FreeBSD Manual Pages

  
 
  

home | help
Lingua::EN::AddressParUser)Contributed Perl DocumenLingua::EN::AddressParse(3)

NAME
       Lingua::EN::AddressParse	- extract components of	a street address from
       free format text

SYNOPSIS
	   use Lingua::EN::AddressParse;

	   my %args =
	   (
	     country	 => 'US',
	     auto_clean	 => 1,
	     force_case	 => 1,
	     abbreviate_subcountry => 0,
	     abbreviated_subcountry_only => 0,
	     force_post_code =>	0
	   );

	   my $address = Lingua::EN::AddressParse->new(%args);
	   $error = $address->parse("40	1/2 N OLD MASSACHUSETTS	AVE APT	3B Washington Valley Washington	98100: HOLD MAIL");

	   print $address->report;

	       Country address format  'US'
	       Address type	       'suburban'
	       Non matching part       'HOLD MAIL '
	       Error		       '1'
	       Error descriptions      'non matching section : HOLD MAIL '
	       Warning		       '1'
	       Warning description     ''
	       Case all		       '40 1/2 N Old Massachusetts Ave Apt 3B Washington Valley	WA 98100'
	       COMPONENTS	       ''
	       base_street_name	       'Old Massachusetts'
	       post_code	       '98100'
	       property_identifier     '40 1/2'
	       street_direction_prefix 'N'
	       street_name	       'N Old Massachusetts'
	       street_type	       'Ave'
	       sub_property_identifier '3B'
	       sub_property_type       'Apt'
	       subcountry	       'WASHINGTON'
	       suburb		       'Washington Valley'

	   %address_components = $address->components;
	   print $address_components{sub_property_type};       # APT
	   print $address_components{sub_property_identifier}; # 3B
	   print $address_components{property_identifier};     # 40 1/2

	   %address_properties = $address->properties;
	   print $address_properties{type};	       # suburban
	   print $address_properties{non_matching};    # : HOLD	MAIL

	   $correct_casing = $address->case_all;

DESCRIPTION
       This module takes as input a suburban, rural or postal address in free
       format text such	as,

	   3080	28TH AVE N ST PETERSBURG, FL 33713-3810
	   12 1st Avenue N Suite # 2 Somewhere CA 12345	USA
	   C/O JOHN, KENNETH JR	POA 744	WIND RIVER DR SYLVANIA,	OH 43560-4317

	   9 Church Street, Abertillery, Mid Glamorgan NP13 1DA
	   27 Bury Street, Abingdon, Oxfordshire OX14 3QT

	   2A O'CONNELL	ST KEW NSW 2123
	   12/3-5 AUBREY ST MOUNT VICTORIA VICTORIA 3133
	   "OLD	REGRET"	WENTWORTH FALLS	NSW 2782 AUSTRALIA
	   GPO Box K318, HAYMARKET, NSW	2000

       and attempts to parse it. If successful,	the address is broken down
       into it's components and	useful functions can be	performed such as :

	   converting upper or lower case values to title case (2A O'Connell St	Kew NSW	2123)
	   extracting the addresses individual components      (2A,O'Connell,St,KEW,NSW,2123)
	   determining the type	of format the address is in    ('suburban')

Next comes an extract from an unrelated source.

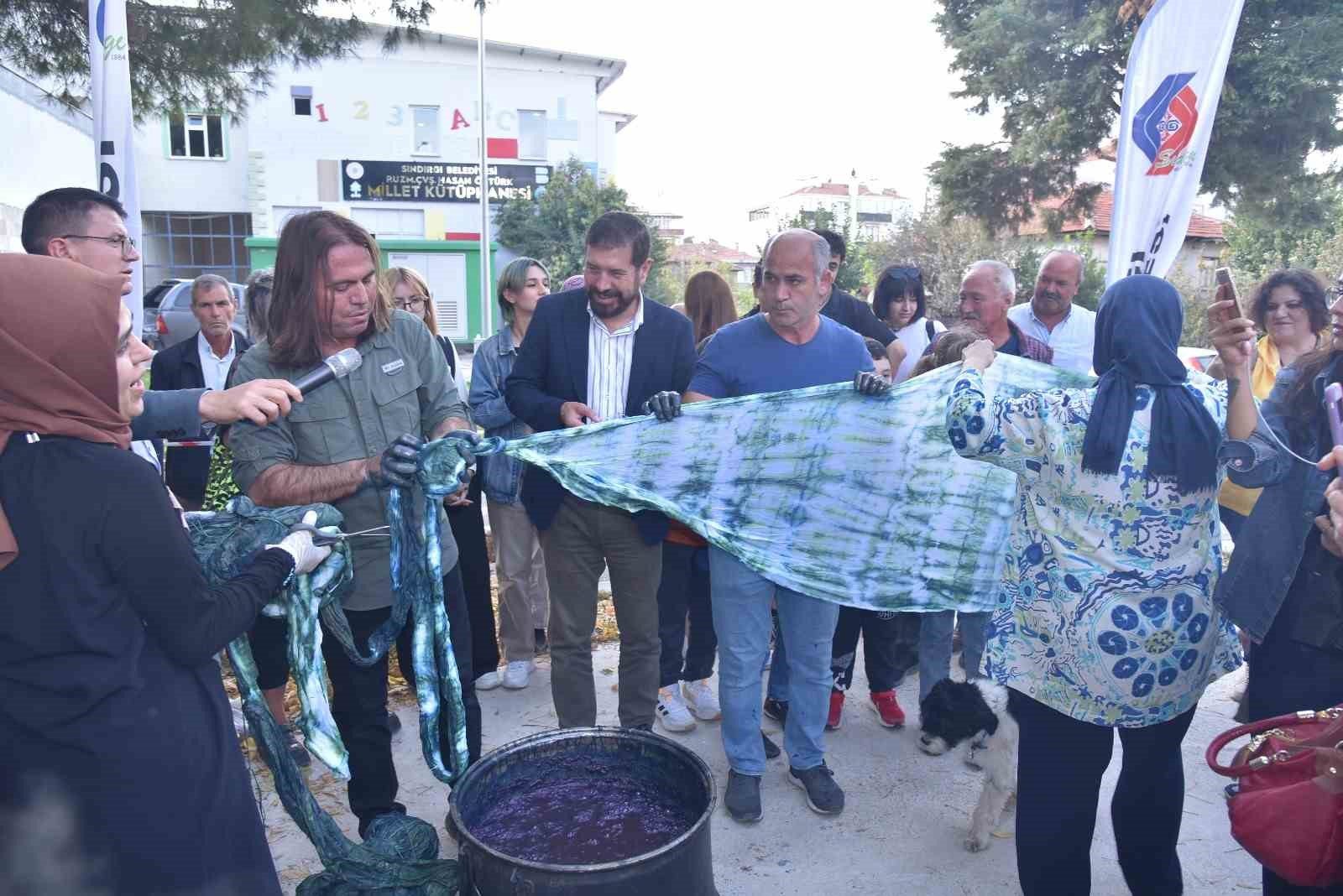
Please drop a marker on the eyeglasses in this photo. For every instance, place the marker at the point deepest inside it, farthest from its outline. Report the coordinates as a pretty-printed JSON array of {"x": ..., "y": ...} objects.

       If the address cannot be	parsed you have	the option of cleaning the
       address of bad characters, or extracting	any portion that was parsed
       and the portion that failed.

       This module can be used for analysing and improving the quality of
       lists of	residential and	postal addresses.

       By using	a large	combination of regular expressiosn with	look ahead
       analysis, patterns can be parsed	that confuse many other	parsers.
       Examples	are

       Street names with several street	types: Lane Cove Road Suburbs which
       include street types: Smith Road	St Marys Suburbs that include state
       names: Fort Washington Washington

DEFINITIONS
       The following terms are used by AddressParse to define the components
       that can	make up	an address.

	   Pre cursor :	C/O MR A Smith...
	   Sub property	identifier : Level 1A Unit 2, Apartment	B, Lot 12, Suite # 12 ...
	   Property Identifier : 12/66A, 24-34,	2A, 23B/12C, 12/42-44, 2.5
	   Property name   : "Old Regret"
	   Post	Box	   : GP0 Box K123, LPO 2345, RMS 23 ...
	   Road	Box	   : RMB 24A, RMS 234 ...
	   Street Direction: North, SE,	Sth. etc
	   Street name	   : O'Hare, New South Head, The Causeway, Broadway
	   Street type	   : Road, Rd.,	St, Lane, Highway, Crescent, Circuit ...
	   Suburb	   : Dee Why, St. John's Wood ...
	   Sub country	   : NSW, New South Wales, ACT,	NY, New	Jersey AZ ...
	   Post	(zip) code : 2062, 34532-1234, SG12A 9ET
	   Country	   : Australia,	UK, US or Canada

       The main	 address formats  currently supported are as follows. (a ?
       means the component is optional):

	   'suburban' :	sub_property(?)	property_identifier(?) street street_type suburb subcountry post_code(?)country(?)

	   OR for the USA
	   'suburban' :	property_identifier(?) street street_type sub_property(?) suburb subcountry post_code(?) country(?)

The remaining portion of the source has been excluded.